In that situation, killing the bear could well have been the best thing to do. But shooting can’t always be the solution. If we are going to continue to clear-cut the wilderness for subdivisions, we need a better system in place to help the wildlife when their lives become disrupted.

Erik Wenum is a wildlife officer in Kalispell, Montana. He gets about 3,000 calls a year about bears and mountain lions.

Wenum says removing an easy food source in an urban area avoids the problem of unwanted bear visits about 80 per cent of the time. For repeat offenders, he is developing new techniques to modify the behaviour of troublesome individuals. He uses dogs, rubber bullets and yelling to change a bear’s mind about a particular place.
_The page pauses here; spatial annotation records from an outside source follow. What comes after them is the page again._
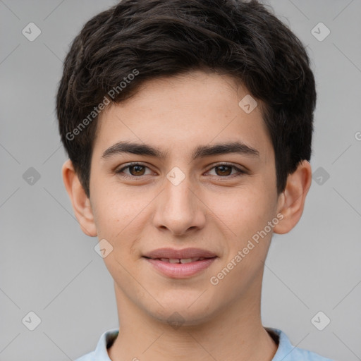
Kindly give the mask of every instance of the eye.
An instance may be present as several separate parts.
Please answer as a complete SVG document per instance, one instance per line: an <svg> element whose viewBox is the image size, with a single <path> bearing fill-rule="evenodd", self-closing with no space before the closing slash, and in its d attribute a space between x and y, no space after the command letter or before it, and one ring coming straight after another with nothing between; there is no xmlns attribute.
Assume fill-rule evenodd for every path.
<svg viewBox="0 0 361 361"><path fill-rule="evenodd" d="M228 164L226 163L223 163L221 164L217 164L211 169L215 170L216 176L219 176L221 178L226 178L229 176L234 176L235 173L232 173L233 170L235 170L235 175L241 175L245 174L246 172L240 169L239 168L233 166L233 164Z"/></svg>
<svg viewBox="0 0 361 361"><path fill-rule="evenodd" d="M140 177L142 176L146 176L146 174L145 174L145 169L147 168L147 166L140 163L131 163L128 166L126 166L116 171L116 173L118 174L124 173L125 176L128 177ZM129 173L125 173L124 170L126 169L128 169L129 171Z"/></svg>

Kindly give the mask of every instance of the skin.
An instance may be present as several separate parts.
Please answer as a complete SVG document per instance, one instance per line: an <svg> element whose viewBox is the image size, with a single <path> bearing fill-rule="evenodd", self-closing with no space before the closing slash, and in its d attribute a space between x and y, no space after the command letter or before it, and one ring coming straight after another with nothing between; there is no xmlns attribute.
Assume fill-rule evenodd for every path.
<svg viewBox="0 0 361 361"><path fill-rule="evenodd" d="M262 103L248 114L238 106L247 94L232 78L202 71L149 80L99 116L90 198L71 162L64 164L64 183L82 231L113 246L104 259L114 280L121 325L108 350L113 361L273 358L277 345L260 317L264 262L272 233L286 233L300 219L312 171L304 161L277 194ZM158 147L166 157L102 158L121 140ZM229 153L192 161L197 146L230 141L245 143L259 157ZM116 173L132 161L145 168ZM216 166L224 162L246 173ZM175 166L185 176L178 185L166 178ZM283 219L271 231L212 284L211 277L280 214ZM218 257L200 274L174 279L142 257L164 247L203 248ZM175 312L183 322L178 328L167 322Z"/></svg>

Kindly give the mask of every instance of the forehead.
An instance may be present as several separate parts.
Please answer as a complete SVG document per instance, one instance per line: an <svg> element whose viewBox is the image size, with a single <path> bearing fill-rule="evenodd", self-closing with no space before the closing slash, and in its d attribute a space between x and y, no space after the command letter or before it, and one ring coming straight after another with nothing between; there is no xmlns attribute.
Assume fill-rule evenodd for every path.
<svg viewBox="0 0 361 361"><path fill-rule="evenodd" d="M148 80L100 114L94 151L122 140L152 144L167 154L240 141L267 156L273 148L262 105L227 75L195 71Z"/></svg>

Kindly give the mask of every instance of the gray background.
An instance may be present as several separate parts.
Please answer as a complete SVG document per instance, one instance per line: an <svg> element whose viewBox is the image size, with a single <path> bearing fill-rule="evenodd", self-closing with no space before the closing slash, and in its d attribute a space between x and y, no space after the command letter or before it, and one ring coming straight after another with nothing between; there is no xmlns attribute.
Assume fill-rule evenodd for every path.
<svg viewBox="0 0 361 361"><path fill-rule="evenodd" d="M112 279L94 250L97 240L81 232L62 183L66 158L54 114L69 43L114 4L0 0L1 360L74 360L118 327ZM264 324L281 329L298 347L361 360L361 1L268 4L307 45L318 103L311 161L317 173L300 223L274 237ZM30 22L42 31L33 42L22 34ZM323 41L311 32L319 22L331 30ZM25 173L30 167L39 180L29 178L34 170ZM30 311L41 319L34 331L22 322ZM331 319L323 331L311 322L319 311ZM319 326L325 318L317 319Z"/></svg>

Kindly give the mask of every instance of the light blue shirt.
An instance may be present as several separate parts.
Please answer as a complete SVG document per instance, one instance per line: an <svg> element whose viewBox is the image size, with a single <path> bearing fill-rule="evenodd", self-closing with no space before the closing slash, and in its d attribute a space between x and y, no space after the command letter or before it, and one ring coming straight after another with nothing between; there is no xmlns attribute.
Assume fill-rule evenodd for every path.
<svg viewBox="0 0 361 361"><path fill-rule="evenodd" d="M266 328L268 331L276 334L279 338L279 348L272 361L332 361L317 353L294 347L284 332L277 329ZM106 331L101 336L94 351L87 353L75 361L111 361L106 350L118 333L118 329Z"/></svg>

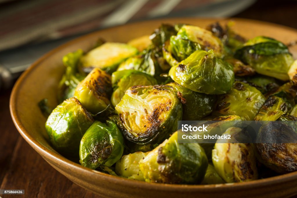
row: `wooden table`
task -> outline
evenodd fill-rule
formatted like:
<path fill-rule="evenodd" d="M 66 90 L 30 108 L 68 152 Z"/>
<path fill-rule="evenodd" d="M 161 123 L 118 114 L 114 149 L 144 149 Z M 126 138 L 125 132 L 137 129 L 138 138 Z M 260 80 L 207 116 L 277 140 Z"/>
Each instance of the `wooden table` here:
<path fill-rule="evenodd" d="M 297 28 L 296 12 L 297 1 L 261 0 L 234 16 Z M 25 194 L 21 197 L 99 197 L 54 169 L 21 137 L 10 113 L 11 91 L 0 92 L 0 189 L 24 189 Z"/>

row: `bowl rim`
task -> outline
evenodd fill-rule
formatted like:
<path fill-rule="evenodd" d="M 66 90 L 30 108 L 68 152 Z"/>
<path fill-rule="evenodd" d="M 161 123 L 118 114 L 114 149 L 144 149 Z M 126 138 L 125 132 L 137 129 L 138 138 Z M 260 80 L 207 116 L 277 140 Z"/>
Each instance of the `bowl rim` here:
<path fill-rule="evenodd" d="M 273 184 L 281 183 L 285 182 L 287 182 L 289 181 L 297 180 L 297 171 L 267 178 L 259 179 L 256 180 L 244 182 L 207 185 L 174 184 L 150 183 L 129 179 L 128 178 L 113 176 L 107 173 L 92 170 L 84 167 L 78 164 L 77 164 L 67 159 L 57 153 L 50 150 L 38 142 L 34 138 L 30 135 L 27 130 L 21 124 L 21 120 L 18 115 L 18 111 L 16 109 L 18 94 L 22 84 L 22 83 L 26 80 L 26 79 L 29 76 L 30 73 L 38 67 L 41 63 L 46 60 L 52 55 L 54 55 L 56 53 L 58 53 L 61 50 L 67 46 L 74 44 L 79 41 L 87 39 L 89 37 L 93 35 L 97 34 L 98 32 L 102 30 L 107 29 L 111 30 L 114 29 L 116 29 L 120 26 L 122 26 L 132 24 L 137 24 L 141 25 L 142 25 L 142 23 L 145 23 L 146 22 L 155 21 L 156 22 L 162 22 L 162 21 L 166 21 L 167 20 L 174 19 L 184 20 L 185 21 L 187 20 L 195 19 L 197 20 L 217 20 L 219 21 L 226 20 L 233 20 L 237 23 L 240 23 L 241 21 L 242 21 L 252 24 L 256 23 L 259 24 L 265 24 L 269 26 L 273 26 L 288 31 L 295 31 L 297 33 L 297 30 L 292 28 L 272 23 L 256 20 L 235 18 L 201 18 L 193 17 L 177 17 L 137 21 L 126 24 L 117 26 L 96 31 L 91 33 L 80 36 L 77 38 L 72 39 L 57 47 L 55 48 L 40 58 L 32 64 L 27 70 L 23 72 L 15 84 L 10 95 L 10 109 L 13 123 L 22 136 L 34 150 L 37 151 L 39 154 L 40 154 L 42 157 L 44 158 L 45 159 L 50 159 L 53 161 L 57 162 L 61 164 L 61 166 L 65 167 L 68 167 L 69 168 L 73 169 L 76 171 L 85 175 L 93 175 L 94 176 L 94 174 L 96 174 L 95 175 L 97 175 L 97 176 L 101 177 L 103 179 L 109 180 L 112 182 L 125 183 L 125 185 L 130 186 L 131 187 L 137 185 L 140 188 L 143 188 L 144 189 L 147 189 L 162 190 L 165 191 L 172 190 L 172 189 L 174 188 L 175 189 L 175 190 L 177 191 L 182 191 L 186 190 L 187 191 L 200 191 L 207 192 L 211 191 L 218 191 L 222 190 L 224 191 L 230 190 L 231 189 L 234 189 L 234 188 L 236 188 L 238 190 L 243 189 L 244 188 L 246 189 L 247 188 L 252 189 L 256 187 L 259 187 L 261 186 L 270 185 Z M 44 157 L 44 156 L 45 157 Z M 46 159 L 46 161 L 47 161 L 48 160 Z"/>

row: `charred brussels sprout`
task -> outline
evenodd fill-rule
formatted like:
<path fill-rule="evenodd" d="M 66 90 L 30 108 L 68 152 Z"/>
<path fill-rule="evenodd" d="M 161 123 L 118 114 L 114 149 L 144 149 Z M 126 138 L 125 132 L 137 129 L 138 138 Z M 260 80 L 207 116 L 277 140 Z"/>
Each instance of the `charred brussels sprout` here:
<path fill-rule="evenodd" d="M 173 67 L 178 63 L 178 61 L 173 57 L 171 47 L 168 41 L 165 42 L 162 48 L 163 58 L 171 67 Z"/>
<path fill-rule="evenodd" d="M 77 99 L 71 98 L 58 105 L 45 123 L 54 148 L 71 157 L 77 156 L 83 135 L 94 121 L 91 114 Z"/>
<path fill-rule="evenodd" d="M 211 32 L 199 27 L 184 26 L 177 33 L 177 36 L 197 43 L 206 51 L 212 50 L 218 57 L 223 56 L 225 53 L 223 43 L 219 38 Z"/>
<path fill-rule="evenodd" d="M 78 50 L 63 57 L 63 64 L 66 67 L 65 73 L 59 83 L 58 100 L 60 102 L 73 97 L 75 88 L 84 77 L 77 73 L 78 64 L 83 52 Z"/>
<path fill-rule="evenodd" d="M 181 104 L 171 87 L 135 86 L 116 107 L 126 138 L 140 144 L 159 143 L 177 128 Z"/>
<path fill-rule="evenodd" d="M 137 56 L 128 58 L 119 66 L 118 71 L 135 69 L 146 73 L 157 78 L 170 66 L 163 60 L 162 51 L 151 47 Z"/>
<path fill-rule="evenodd" d="M 203 179 L 208 165 L 203 149 L 198 143 L 177 142 L 177 132 L 139 162 L 147 182 L 198 183 Z"/>
<path fill-rule="evenodd" d="M 225 133 L 231 134 L 232 137 L 232 134 L 236 134 L 241 130 L 240 128 L 230 127 Z M 232 139 L 231 137 L 230 141 Z M 221 143 L 222 140 L 217 141 L 212 151 L 212 162 L 215 169 L 221 177 L 227 183 L 257 179 L 258 171 L 253 145 Z M 222 142 L 226 141 L 224 140 Z"/>
<path fill-rule="evenodd" d="M 114 91 L 111 96 L 111 103 L 115 107 L 122 99 L 126 90 L 135 85 L 154 85 L 157 81 L 151 76 L 135 70 L 124 70 L 112 74 L 112 82 Z"/>
<path fill-rule="evenodd" d="M 176 36 L 170 37 L 170 43 L 171 53 L 179 61 L 184 60 L 196 50 L 201 49 L 198 43 Z"/>
<path fill-rule="evenodd" d="M 258 90 L 246 83 L 236 81 L 228 93 L 219 99 L 215 114 L 237 115 L 252 120 L 265 101 Z"/>
<path fill-rule="evenodd" d="M 123 136 L 110 120 L 105 124 L 95 121 L 80 141 L 80 164 L 94 169 L 102 164 L 110 167 L 121 159 L 124 151 Z"/>
<path fill-rule="evenodd" d="M 140 52 L 142 52 L 151 45 L 149 35 L 146 35 L 134 39 L 128 42 L 128 45 L 136 47 Z"/>
<path fill-rule="evenodd" d="M 290 66 L 288 71 L 290 80 L 295 85 L 297 85 L 297 60 L 295 60 Z"/>
<path fill-rule="evenodd" d="M 256 121 L 276 120 L 287 113 L 288 105 L 281 98 L 274 96 L 269 97 L 265 101 L 255 117 Z"/>
<path fill-rule="evenodd" d="M 290 113 L 290 115 L 297 117 L 297 104 L 295 105 L 292 109 L 291 113 Z"/>
<path fill-rule="evenodd" d="M 263 143 L 255 144 L 257 158 L 279 173 L 297 170 L 297 144 L 282 143 L 296 140 L 297 134 L 291 127 L 280 122 L 270 122 L 263 125 L 258 133 L 257 142 Z"/>
<path fill-rule="evenodd" d="M 79 68 L 81 71 L 86 73 L 94 68 L 112 72 L 121 62 L 138 52 L 136 48 L 127 44 L 105 43 L 82 57 Z"/>
<path fill-rule="evenodd" d="M 169 40 L 171 36 L 176 35 L 176 33 L 173 26 L 168 24 L 162 24 L 159 28 L 155 30 L 150 38 L 154 46 L 161 49 L 165 42 Z"/>
<path fill-rule="evenodd" d="M 129 179 L 144 181 L 138 162 L 148 153 L 136 152 L 124 155 L 116 162 L 116 172 L 119 175 Z"/>
<path fill-rule="evenodd" d="M 228 58 L 224 59 L 233 66 L 233 70 L 236 76 L 247 76 L 255 74 L 255 70 L 249 65 L 245 65 L 240 61 L 233 58 Z"/>
<path fill-rule="evenodd" d="M 216 58 L 212 50 L 197 50 L 178 64 L 169 74 L 175 81 L 194 91 L 225 94 L 234 82 L 232 66 Z"/>
<path fill-rule="evenodd" d="M 105 109 L 110 103 L 112 91 L 111 77 L 104 71 L 94 68 L 78 85 L 74 97 L 92 113 Z"/>
<path fill-rule="evenodd" d="M 235 57 L 252 66 L 257 73 L 282 80 L 289 80 L 287 73 L 294 61 L 285 44 L 261 36 L 248 41 L 236 51 Z"/>
<path fill-rule="evenodd" d="M 208 164 L 204 179 L 201 182 L 201 184 L 207 185 L 224 183 L 225 183 L 225 181 L 223 180 L 216 171 L 214 166 Z"/>
<path fill-rule="evenodd" d="M 183 120 L 199 120 L 212 111 L 215 99 L 213 95 L 195 92 L 176 83 L 171 86 L 176 92 L 183 106 Z"/>
<path fill-rule="evenodd" d="M 269 94 L 276 91 L 279 86 L 275 80 L 268 76 L 257 75 L 246 80 L 250 85 L 255 87 L 263 94 Z"/>

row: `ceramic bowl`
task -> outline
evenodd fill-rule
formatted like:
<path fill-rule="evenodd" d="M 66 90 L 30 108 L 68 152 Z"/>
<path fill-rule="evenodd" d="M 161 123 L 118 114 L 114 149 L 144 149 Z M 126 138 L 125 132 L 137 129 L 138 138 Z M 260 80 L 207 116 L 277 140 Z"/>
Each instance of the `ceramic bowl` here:
<path fill-rule="evenodd" d="M 91 170 L 68 160 L 58 153 L 47 140 L 46 118 L 37 105 L 48 99 L 57 104 L 58 83 L 64 72 L 62 58 L 81 48 L 91 48 L 99 37 L 110 42 L 126 42 L 150 34 L 162 23 L 182 23 L 202 27 L 216 21 L 223 24 L 234 20 L 234 30 L 247 38 L 263 35 L 287 44 L 297 40 L 297 30 L 276 24 L 238 19 L 178 18 L 150 20 L 103 29 L 74 40 L 49 52 L 24 72 L 16 83 L 10 98 L 12 119 L 20 134 L 53 167 L 73 182 L 102 197 L 285 197 L 297 194 L 297 172 L 241 183 L 226 184 L 177 185 L 150 183 L 112 176 Z M 297 47 L 290 49 L 297 56 Z"/>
The Connecticut Department of Environmental Protection has a list of tips for discouraging bears on its website:

  • Make bird feeders inaccessible
  • Don’t leave pet food out
  • Clean off BBQ grills
  • Put green bins in sheds
  • Add ammonia to food garbage to make it unpalatable

Mary Anna Jollymore of the Nova Scotia Department of Natural Resources says folks living close to wooded area should not put meat or fish scraps into their green compost bins. Instead, keep them in the freezer and put them as a frozen lump into bins just before collection. And don’t feed wildlife.

Finally, we ought to take note of The Three Bears. It’s not that they lived real bear lives. They slept in beds in a nice house and ate porridge. The thing about the three bears is that their home was invaded by a baby-faced criminal named Goldilocks. She committed break and enter when she went into their home and hung out, then theft when she ate their porridge.

As we move further out of the city, we move into the homes of animals; we have no right to demand a land stripped of creatures that we find undesirable.